Last year, the Bipartisan Policy Center released a report called Healthy Aging Begins at Home that identified numerous federal programs, benefits, or waivers spread across least five federal departments that can be used to pay for modifications, rehabilitations, or weatherization efforts on homes to help older Americans age in place. However, not all of those resources dedicate 100 percent of their funding to modifications while others may only narrowly target specific populations, like rural seniors or disabled veterans. The convoluted mix of programs and requirements is difficult to understand for older Americans, meaning that many of the programs may not be utilized to their best extent. Meanwhile, it’s unclear how much federal funding is actually spent annually on home assessments and modifications for seniors.
To help, the Senior Home Modification Assistance Initiative Act would:
These proposed changes are particularly important because they come at a time when a growing number of older adults have expressed a preference for aging in their own homes. A 2014 AARP survey of Maine residents older than 50 found that nearly 80 percent of respondents indicated that it was extremely or very important to remain in their home as they age, with 73 percent saying that support for funding services that enable seniors to remain in their homes should be a top or high priority.

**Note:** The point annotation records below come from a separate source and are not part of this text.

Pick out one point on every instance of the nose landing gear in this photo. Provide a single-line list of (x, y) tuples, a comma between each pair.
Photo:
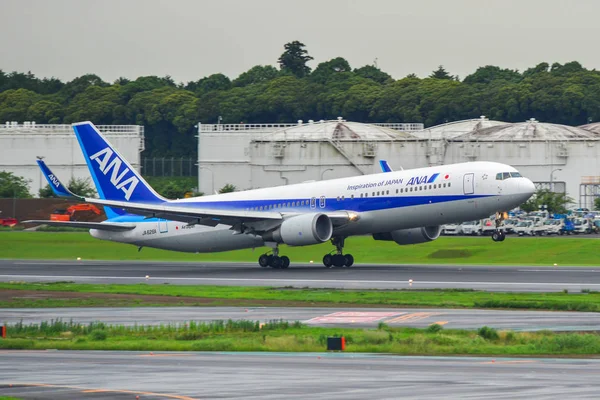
[(499, 235), (338, 259)]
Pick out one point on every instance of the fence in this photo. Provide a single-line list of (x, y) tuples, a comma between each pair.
[(169, 166)]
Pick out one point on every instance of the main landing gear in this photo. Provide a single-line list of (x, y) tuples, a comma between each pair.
[(338, 259), (499, 235), (273, 260)]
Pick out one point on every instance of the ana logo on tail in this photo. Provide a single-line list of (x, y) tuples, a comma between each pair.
[(54, 180), (106, 162)]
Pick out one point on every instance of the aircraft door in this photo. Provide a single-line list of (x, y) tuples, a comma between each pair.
[(468, 183), (163, 227)]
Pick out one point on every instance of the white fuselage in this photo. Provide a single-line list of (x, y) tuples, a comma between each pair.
[(383, 203)]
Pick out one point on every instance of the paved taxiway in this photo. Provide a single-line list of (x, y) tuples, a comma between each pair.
[(352, 317), (116, 375), (492, 278)]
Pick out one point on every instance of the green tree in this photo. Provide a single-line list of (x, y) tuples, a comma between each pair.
[(256, 74), (441, 73), (327, 69), (556, 203), (13, 186), (294, 59), (374, 73)]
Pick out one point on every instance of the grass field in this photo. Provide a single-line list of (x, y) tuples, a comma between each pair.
[(587, 301), (296, 337), (445, 250)]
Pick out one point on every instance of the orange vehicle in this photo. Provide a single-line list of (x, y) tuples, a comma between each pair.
[(69, 213)]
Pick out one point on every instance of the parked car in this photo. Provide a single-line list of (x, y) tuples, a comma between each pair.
[(488, 226), (582, 225), (554, 227), (452, 229), (509, 225), (471, 228), (525, 227)]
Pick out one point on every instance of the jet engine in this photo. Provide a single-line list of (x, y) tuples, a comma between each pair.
[(411, 236), (303, 230)]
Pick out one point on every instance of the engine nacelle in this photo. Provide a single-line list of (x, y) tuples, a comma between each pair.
[(411, 236), (303, 230)]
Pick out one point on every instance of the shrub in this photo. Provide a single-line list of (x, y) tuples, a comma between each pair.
[(488, 333), (434, 328), (98, 334)]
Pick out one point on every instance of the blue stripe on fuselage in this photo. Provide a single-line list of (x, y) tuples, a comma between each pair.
[(432, 178)]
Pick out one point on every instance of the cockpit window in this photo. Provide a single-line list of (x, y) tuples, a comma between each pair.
[(500, 176)]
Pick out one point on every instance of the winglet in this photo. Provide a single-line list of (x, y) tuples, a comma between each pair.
[(56, 185), (384, 166)]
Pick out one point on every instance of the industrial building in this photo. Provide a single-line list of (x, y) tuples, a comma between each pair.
[(558, 157), (262, 155), (57, 145)]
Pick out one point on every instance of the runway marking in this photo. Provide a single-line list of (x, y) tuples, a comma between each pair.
[(413, 317), (164, 355), (345, 317), (416, 283), (86, 390), (510, 362)]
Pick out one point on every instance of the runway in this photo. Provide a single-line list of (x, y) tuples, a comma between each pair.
[(188, 376), (479, 277), (346, 317)]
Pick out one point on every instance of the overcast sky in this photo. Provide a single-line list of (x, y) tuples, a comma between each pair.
[(190, 39)]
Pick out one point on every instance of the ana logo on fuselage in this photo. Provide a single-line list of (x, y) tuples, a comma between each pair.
[(419, 180), (106, 162)]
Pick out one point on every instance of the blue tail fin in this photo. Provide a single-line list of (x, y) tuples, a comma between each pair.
[(57, 187), (114, 177)]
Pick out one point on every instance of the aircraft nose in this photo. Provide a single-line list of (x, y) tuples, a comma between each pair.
[(527, 187)]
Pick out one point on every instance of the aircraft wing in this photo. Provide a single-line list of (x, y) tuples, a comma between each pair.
[(102, 226), (258, 220), (192, 215)]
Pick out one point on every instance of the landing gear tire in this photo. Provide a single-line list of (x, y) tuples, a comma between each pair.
[(263, 261), (276, 262), (498, 236), (339, 260), (349, 260)]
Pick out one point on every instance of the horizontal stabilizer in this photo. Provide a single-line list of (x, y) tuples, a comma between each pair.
[(56, 185), (101, 226)]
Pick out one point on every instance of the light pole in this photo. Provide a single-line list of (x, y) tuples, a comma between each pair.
[(323, 173), (212, 179), (552, 180), (40, 158)]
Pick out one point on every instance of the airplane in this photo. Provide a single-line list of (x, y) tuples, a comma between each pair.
[(406, 207)]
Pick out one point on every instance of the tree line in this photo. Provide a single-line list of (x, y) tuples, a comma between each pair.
[(558, 93)]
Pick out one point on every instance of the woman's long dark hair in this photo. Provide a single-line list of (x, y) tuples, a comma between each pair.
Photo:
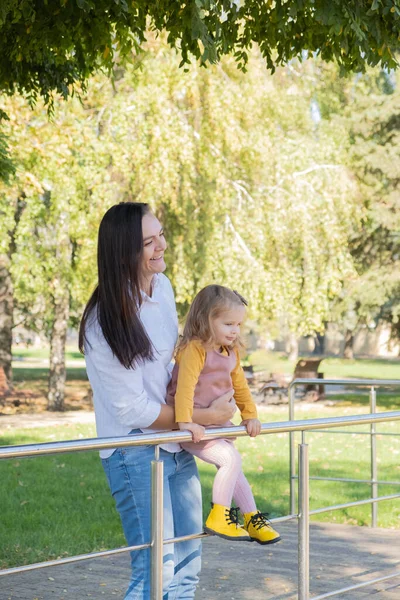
[(117, 297)]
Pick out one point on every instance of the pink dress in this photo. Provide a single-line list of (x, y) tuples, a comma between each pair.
[(214, 381)]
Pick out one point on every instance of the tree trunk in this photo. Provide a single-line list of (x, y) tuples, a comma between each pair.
[(58, 338), (293, 347), (348, 344), (6, 323)]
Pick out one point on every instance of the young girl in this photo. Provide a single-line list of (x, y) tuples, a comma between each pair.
[(207, 365)]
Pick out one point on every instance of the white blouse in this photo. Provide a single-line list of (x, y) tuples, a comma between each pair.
[(126, 399)]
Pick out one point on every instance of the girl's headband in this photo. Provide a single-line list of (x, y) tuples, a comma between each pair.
[(243, 301)]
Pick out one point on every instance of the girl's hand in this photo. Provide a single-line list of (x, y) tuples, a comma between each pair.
[(197, 431), (253, 426), (223, 408)]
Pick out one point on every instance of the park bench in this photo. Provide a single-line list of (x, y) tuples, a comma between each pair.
[(275, 389)]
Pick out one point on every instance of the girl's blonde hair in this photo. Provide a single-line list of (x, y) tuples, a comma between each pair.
[(208, 305)]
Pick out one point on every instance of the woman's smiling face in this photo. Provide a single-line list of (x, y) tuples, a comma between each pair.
[(154, 245)]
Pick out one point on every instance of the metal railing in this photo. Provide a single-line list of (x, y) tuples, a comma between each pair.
[(156, 542), (373, 481)]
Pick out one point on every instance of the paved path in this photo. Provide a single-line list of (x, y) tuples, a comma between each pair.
[(340, 555)]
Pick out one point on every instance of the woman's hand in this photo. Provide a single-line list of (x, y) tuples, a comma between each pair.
[(253, 426), (197, 431)]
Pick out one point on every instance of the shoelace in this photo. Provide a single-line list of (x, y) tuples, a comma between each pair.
[(260, 520), (232, 516)]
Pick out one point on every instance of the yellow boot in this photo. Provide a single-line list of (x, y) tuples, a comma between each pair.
[(223, 521), (259, 528)]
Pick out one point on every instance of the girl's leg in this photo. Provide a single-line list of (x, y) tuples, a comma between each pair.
[(128, 472), (185, 491), (228, 461), (243, 495)]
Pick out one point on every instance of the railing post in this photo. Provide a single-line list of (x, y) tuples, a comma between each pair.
[(374, 464), (304, 525), (292, 458), (157, 526)]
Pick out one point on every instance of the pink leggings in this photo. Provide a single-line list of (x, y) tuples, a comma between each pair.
[(229, 481)]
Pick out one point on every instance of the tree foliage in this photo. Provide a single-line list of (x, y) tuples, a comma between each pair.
[(371, 113), (48, 47)]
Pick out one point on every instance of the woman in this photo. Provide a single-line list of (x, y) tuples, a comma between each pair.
[(128, 334)]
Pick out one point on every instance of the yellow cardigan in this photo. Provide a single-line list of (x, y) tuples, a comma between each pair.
[(191, 360)]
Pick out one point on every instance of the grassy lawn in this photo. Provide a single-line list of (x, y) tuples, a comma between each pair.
[(377, 368), (60, 505)]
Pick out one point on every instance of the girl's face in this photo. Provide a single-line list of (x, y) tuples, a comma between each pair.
[(226, 327), (154, 245)]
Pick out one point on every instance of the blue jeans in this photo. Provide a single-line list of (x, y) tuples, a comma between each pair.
[(128, 472)]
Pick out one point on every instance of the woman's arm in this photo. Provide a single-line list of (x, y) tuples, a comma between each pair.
[(220, 410)]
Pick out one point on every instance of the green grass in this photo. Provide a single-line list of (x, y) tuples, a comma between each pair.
[(60, 505), (27, 374), (377, 368)]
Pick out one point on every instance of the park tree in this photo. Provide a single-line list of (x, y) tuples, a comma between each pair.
[(373, 296), (55, 48), (253, 193), (46, 209)]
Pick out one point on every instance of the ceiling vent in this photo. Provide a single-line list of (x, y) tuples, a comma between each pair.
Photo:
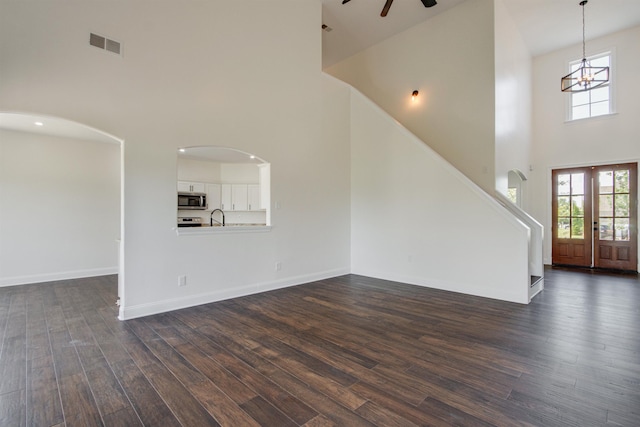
[(105, 43)]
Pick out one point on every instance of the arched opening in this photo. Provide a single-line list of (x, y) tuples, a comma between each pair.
[(61, 200), (222, 187)]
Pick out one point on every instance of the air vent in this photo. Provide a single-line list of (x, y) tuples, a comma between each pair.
[(105, 43)]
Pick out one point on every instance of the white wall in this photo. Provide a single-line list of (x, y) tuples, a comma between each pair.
[(601, 140), (416, 219), (59, 208), (246, 72), (198, 170), (513, 100), (450, 60)]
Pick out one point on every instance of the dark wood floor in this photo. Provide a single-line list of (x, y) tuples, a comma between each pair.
[(350, 351)]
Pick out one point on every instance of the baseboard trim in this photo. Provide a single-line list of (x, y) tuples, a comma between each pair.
[(141, 310), (53, 277)]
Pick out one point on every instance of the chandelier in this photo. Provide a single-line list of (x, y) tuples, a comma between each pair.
[(585, 77)]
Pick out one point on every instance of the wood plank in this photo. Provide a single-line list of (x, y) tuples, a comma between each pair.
[(146, 402), (266, 414)]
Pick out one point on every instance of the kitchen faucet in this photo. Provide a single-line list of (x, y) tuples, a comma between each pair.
[(211, 217)]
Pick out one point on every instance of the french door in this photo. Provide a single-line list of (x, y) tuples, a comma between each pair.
[(595, 217)]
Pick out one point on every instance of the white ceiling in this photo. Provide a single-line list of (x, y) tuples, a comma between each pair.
[(545, 25), (53, 126), (219, 155)]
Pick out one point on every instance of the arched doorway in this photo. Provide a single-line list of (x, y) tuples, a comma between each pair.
[(62, 200)]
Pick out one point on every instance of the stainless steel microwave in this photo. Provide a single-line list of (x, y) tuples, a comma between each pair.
[(192, 201)]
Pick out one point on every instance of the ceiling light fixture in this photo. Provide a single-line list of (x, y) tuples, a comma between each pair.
[(585, 77)]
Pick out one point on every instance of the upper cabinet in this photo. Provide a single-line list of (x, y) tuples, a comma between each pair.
[(214, 199), (239, 197), (253, 194), (191, 187)]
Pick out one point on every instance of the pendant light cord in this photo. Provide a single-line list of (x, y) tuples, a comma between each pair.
[(584, 48)]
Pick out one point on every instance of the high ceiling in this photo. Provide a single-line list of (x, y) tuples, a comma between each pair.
[(546, 25)]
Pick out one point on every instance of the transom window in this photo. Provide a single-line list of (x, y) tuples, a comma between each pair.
[(594, 102)]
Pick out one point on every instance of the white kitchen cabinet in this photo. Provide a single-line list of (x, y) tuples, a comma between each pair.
[(214, 197), (191, 187), (225, 197), (253, 194), (239, 197)]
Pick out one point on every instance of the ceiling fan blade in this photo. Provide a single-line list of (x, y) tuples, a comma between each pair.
[(386, 7), (429, 3)]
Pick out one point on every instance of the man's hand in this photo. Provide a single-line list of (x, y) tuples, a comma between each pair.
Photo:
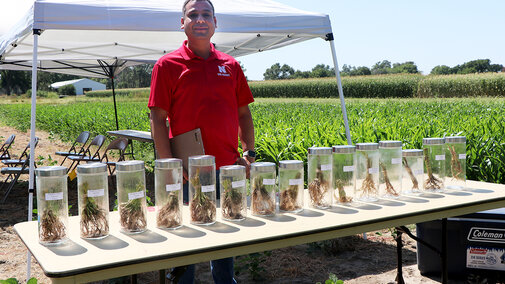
[(246, 162)]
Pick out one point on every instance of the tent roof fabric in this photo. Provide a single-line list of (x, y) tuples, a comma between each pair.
[(75, 33)]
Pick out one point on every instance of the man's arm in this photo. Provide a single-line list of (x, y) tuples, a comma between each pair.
[(160, 132), (246, 134)]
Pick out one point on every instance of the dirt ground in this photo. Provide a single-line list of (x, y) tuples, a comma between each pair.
[(352, 259)]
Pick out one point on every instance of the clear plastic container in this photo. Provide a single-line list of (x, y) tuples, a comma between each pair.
[(390, 169), (344, 173), (233, 192), (131, 195), (168, 181), (93, 199), (263, 188), (202, 189), (52, 205), (455, 162), (291, 186), (413, 171), (367, 172), (434, 164), (320, 177)]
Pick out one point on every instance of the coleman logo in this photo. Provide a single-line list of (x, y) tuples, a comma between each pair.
[(222, 71), (490, 235)]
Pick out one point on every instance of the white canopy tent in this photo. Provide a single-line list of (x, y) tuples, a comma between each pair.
[(99, 38)]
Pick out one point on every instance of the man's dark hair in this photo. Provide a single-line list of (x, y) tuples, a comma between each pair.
[(187, 1)]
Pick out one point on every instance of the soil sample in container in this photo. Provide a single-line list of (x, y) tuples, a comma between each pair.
[(93, 200)]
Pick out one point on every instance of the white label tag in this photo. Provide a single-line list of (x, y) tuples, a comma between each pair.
[(396, 161), (326, 167), (296, 181), (173, 187), (239, 183), (208, 188), (269, 181), (54, 196), (349, 168), (96, 192), (135, 195)]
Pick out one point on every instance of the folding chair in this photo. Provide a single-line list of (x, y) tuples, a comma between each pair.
[(119, 144), (73, 151), (4, 150), (87, 156)]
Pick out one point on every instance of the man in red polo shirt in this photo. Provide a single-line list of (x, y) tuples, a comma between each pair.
[(197, 86)]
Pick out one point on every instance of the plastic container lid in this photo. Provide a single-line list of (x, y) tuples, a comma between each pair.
[(291, 164), (93, 168), (170, 163), (320, 151), (455, 139), (232, 170), (263, 167), (412, 153), (129, 166), (433, 141), (390, 144), (202, 160), (344, 149), (367, 146), (51, 171)]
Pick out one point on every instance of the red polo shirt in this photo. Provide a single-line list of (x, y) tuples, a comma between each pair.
[(203, 94)]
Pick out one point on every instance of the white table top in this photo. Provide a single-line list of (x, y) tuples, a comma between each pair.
[(119, 254)]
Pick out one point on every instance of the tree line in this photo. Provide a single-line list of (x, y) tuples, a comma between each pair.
[(139, 76)]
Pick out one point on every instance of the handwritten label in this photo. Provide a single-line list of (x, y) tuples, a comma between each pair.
[(239, 183), (173, 187), (296, 181), (269, 181), (326, 167), (208, 188), (396, 161), (96, 192), (135, 195), (349, 168), (54, 196)]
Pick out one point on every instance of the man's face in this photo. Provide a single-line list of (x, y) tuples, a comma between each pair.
[(198, 22)]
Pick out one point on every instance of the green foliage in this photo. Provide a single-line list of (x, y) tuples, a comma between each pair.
[(66, 90)]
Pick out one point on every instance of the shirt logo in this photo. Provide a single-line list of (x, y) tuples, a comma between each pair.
[(222, 71)]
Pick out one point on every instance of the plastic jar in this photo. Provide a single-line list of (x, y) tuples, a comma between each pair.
[(93, 199), (455, 162), (168, 181), (367, 172), (320, 177), (52, 205), (434, 164), (233, 192), (390, 169), (131, 195), (263, 188), (344, 173), (202, 189), (291, 186), (413, 171)]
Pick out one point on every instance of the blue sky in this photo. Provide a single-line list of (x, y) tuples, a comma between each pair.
[(428, 32)]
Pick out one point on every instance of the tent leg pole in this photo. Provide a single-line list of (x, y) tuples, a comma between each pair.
[(33, 113), (340, 93), (114, 97)]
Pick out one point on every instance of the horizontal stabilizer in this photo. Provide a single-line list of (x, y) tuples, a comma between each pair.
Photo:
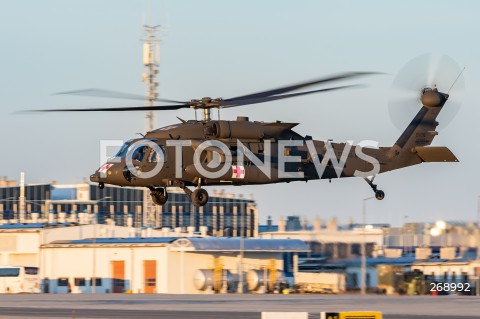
[(435, 154)]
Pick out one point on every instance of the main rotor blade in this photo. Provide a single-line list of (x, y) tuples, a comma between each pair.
[(114, 109), (301, 85), (112, 94), (280, 97)]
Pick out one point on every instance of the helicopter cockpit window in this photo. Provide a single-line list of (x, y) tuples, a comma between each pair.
[(139, 153)]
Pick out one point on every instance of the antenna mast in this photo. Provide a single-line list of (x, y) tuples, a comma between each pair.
[(151, 60)]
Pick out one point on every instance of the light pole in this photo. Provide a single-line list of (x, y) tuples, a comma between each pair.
[(363, 280), (478, 211), (94, 279)]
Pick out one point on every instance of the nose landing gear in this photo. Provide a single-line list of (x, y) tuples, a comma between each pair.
[(199, 196), (379, 194)]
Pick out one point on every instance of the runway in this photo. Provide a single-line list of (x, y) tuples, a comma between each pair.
[(230, 306)]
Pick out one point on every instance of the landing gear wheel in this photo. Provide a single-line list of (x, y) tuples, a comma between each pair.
[(159, 196), (199, 197), (379, 194)]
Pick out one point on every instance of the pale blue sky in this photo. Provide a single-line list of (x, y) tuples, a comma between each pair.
[(220, 48)]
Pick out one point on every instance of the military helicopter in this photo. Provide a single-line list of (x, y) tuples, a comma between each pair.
[(189, 153)]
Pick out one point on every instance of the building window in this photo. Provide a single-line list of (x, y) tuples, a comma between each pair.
[(98, 282), (62, 282), (80, 282)]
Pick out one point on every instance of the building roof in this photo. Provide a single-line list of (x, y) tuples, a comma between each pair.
[(249, 244)]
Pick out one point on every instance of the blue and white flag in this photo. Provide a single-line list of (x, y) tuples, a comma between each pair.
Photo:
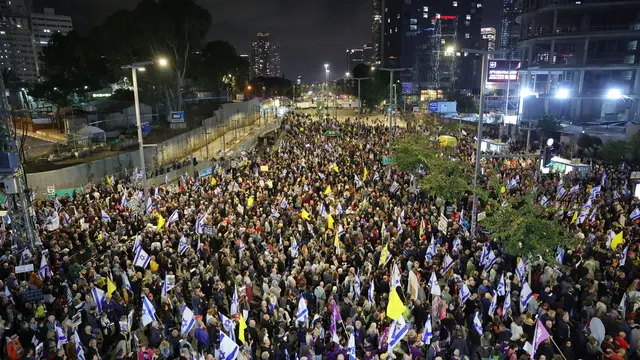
[(494, 304), (188, 321), (351, 347), (235, 301), (149, 207), (200, 224), (427, 333), (141, 259), (303, 313), (434, 286), (477, 323), (98, 297), (465, 294), (228, 347), (78, 346), (61, 336), (182, 245), (148, 311), (399, 329), (501, 286), (173, 217), (104, 216), (525, 296), (44, 268)]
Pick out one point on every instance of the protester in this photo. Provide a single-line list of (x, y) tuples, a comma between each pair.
[(313, 249)]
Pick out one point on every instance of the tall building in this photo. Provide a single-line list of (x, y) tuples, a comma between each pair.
[(265, 59), (582, 60), (376, 32), (354, 57), (509, 28)]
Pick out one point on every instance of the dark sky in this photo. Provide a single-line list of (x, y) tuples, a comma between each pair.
[(310, 32)]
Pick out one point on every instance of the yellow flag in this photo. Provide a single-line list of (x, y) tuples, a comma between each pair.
[(617, 240), (395, 308), (384, 255), (161, 221), (111, 287), (243, 326), (575, 217)]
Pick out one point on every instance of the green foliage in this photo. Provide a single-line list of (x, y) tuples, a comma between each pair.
[(523, 230), (614, 152), (547, 122), (586, 141), (444, 177)]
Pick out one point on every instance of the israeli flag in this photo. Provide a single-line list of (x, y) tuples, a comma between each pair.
[(465, 294), (525, 296), (235, 302), (427, 334), (303, 313), (173, 217), (434, 285), (351, 347), (507, 304), (399, 329), (44, 268), (148, 311), (501, 287), (78, 346), (477, 323), (61, 336), (494, 304), (98, 297), (188, 321), (200, 224), (104, 216), (182, 245), (141, 259), (149, 206), (228, 347)]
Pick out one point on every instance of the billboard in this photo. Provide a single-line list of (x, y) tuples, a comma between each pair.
[(499, 70)]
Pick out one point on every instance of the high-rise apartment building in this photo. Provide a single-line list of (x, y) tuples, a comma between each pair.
[(581, 60), (265, 58)]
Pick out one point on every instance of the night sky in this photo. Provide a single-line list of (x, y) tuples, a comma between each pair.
[(309, 32)]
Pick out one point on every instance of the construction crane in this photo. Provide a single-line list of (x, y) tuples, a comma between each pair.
[(18, 216)]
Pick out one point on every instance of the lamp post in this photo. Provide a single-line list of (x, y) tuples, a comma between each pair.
[(135, 67)]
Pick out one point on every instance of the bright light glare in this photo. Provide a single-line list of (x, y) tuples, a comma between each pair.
[(562, 93), (614, 94)]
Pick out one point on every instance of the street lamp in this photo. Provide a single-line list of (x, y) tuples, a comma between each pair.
[(135, 67)]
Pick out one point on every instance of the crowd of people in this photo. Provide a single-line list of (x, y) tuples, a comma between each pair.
[(313, 249)]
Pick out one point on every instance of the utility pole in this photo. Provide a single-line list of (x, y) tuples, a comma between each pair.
[(391, 71), (359, 100)]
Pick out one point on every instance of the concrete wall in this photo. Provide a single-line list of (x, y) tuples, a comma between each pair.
[(234, 120)]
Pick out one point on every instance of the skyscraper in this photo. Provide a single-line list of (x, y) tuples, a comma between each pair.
[(265, 59)]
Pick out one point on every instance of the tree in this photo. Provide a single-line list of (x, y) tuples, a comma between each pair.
[(445, 176), (523, 230), (614, 152)]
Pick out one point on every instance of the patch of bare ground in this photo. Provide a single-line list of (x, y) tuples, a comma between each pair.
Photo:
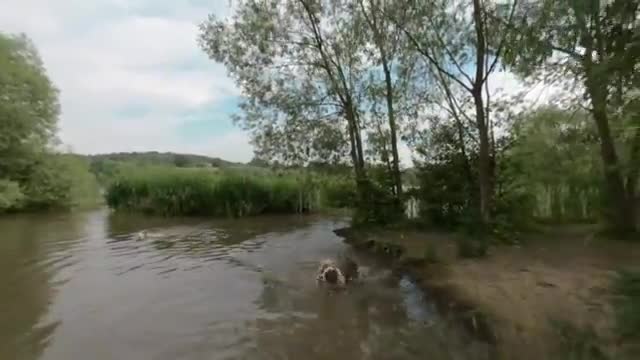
[(530, 294)]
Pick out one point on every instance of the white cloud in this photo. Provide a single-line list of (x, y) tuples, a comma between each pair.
[(111, 56)]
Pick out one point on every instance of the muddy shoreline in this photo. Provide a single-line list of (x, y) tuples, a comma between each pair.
[(545, 299)]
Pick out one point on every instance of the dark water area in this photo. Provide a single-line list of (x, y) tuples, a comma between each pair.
[(88, 286)]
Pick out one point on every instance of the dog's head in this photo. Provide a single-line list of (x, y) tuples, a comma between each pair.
[(331, 275)]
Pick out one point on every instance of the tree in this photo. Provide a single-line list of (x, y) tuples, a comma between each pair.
[(386, 42), (29, 107), (462, 48), (596, 45), (299, 63), (32, 176)]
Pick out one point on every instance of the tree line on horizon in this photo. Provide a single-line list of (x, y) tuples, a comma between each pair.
[(346, 81)]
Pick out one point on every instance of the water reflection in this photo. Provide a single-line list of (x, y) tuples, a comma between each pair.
[(86, 286), (35, 252)]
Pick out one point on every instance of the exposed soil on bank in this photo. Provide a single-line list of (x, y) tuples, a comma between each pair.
[(542, 299)]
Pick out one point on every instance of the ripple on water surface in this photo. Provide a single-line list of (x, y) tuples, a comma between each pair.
[(90, 286)]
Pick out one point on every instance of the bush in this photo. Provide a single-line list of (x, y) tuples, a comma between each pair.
[(10, 195)]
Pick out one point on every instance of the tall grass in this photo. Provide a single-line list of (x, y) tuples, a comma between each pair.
[(174, 191)]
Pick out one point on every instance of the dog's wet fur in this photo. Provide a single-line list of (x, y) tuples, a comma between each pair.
[(337, 274)]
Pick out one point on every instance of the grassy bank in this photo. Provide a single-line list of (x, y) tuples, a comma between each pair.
[(560, 294), (189, 191)]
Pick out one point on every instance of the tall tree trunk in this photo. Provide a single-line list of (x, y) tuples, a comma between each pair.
[(484, 166), (621, 214), (484, 163), (385, 153), (392, 127)]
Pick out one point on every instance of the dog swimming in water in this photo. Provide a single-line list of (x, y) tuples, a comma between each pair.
[(337, 275)]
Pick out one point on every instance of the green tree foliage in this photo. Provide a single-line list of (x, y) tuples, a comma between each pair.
[(29, 106), (593, 46), (32, 177), (10, 195), (554, 160)]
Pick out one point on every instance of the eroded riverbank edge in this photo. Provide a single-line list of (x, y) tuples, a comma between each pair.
[(549, 297)]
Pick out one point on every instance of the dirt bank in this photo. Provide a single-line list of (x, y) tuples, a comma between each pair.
[(543, 299)]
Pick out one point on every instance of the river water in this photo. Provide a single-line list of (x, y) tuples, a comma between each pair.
[(86, 286)]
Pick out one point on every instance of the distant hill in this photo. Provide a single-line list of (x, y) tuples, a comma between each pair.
[(164, 158)]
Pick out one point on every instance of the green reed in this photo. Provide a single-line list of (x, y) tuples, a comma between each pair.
[(176, 191)]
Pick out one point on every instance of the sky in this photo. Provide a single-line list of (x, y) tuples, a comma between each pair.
[(132, 77)]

Furthermore, they come as the price of home modifications – even for relatively simply changes, such as the cost of putting grab bars in the shower, let alone significant changes like widening doors to allow for wheelchair access – can drain limited budgets. However, not making those modifications also runs the risk of being costlier in the long run. For example, a serious fall, which is the leading cause of injury for older adults, can result in large costs, both for the senior and for Medicare and Medicaid.
Senator King introduced a similar bill last Congress.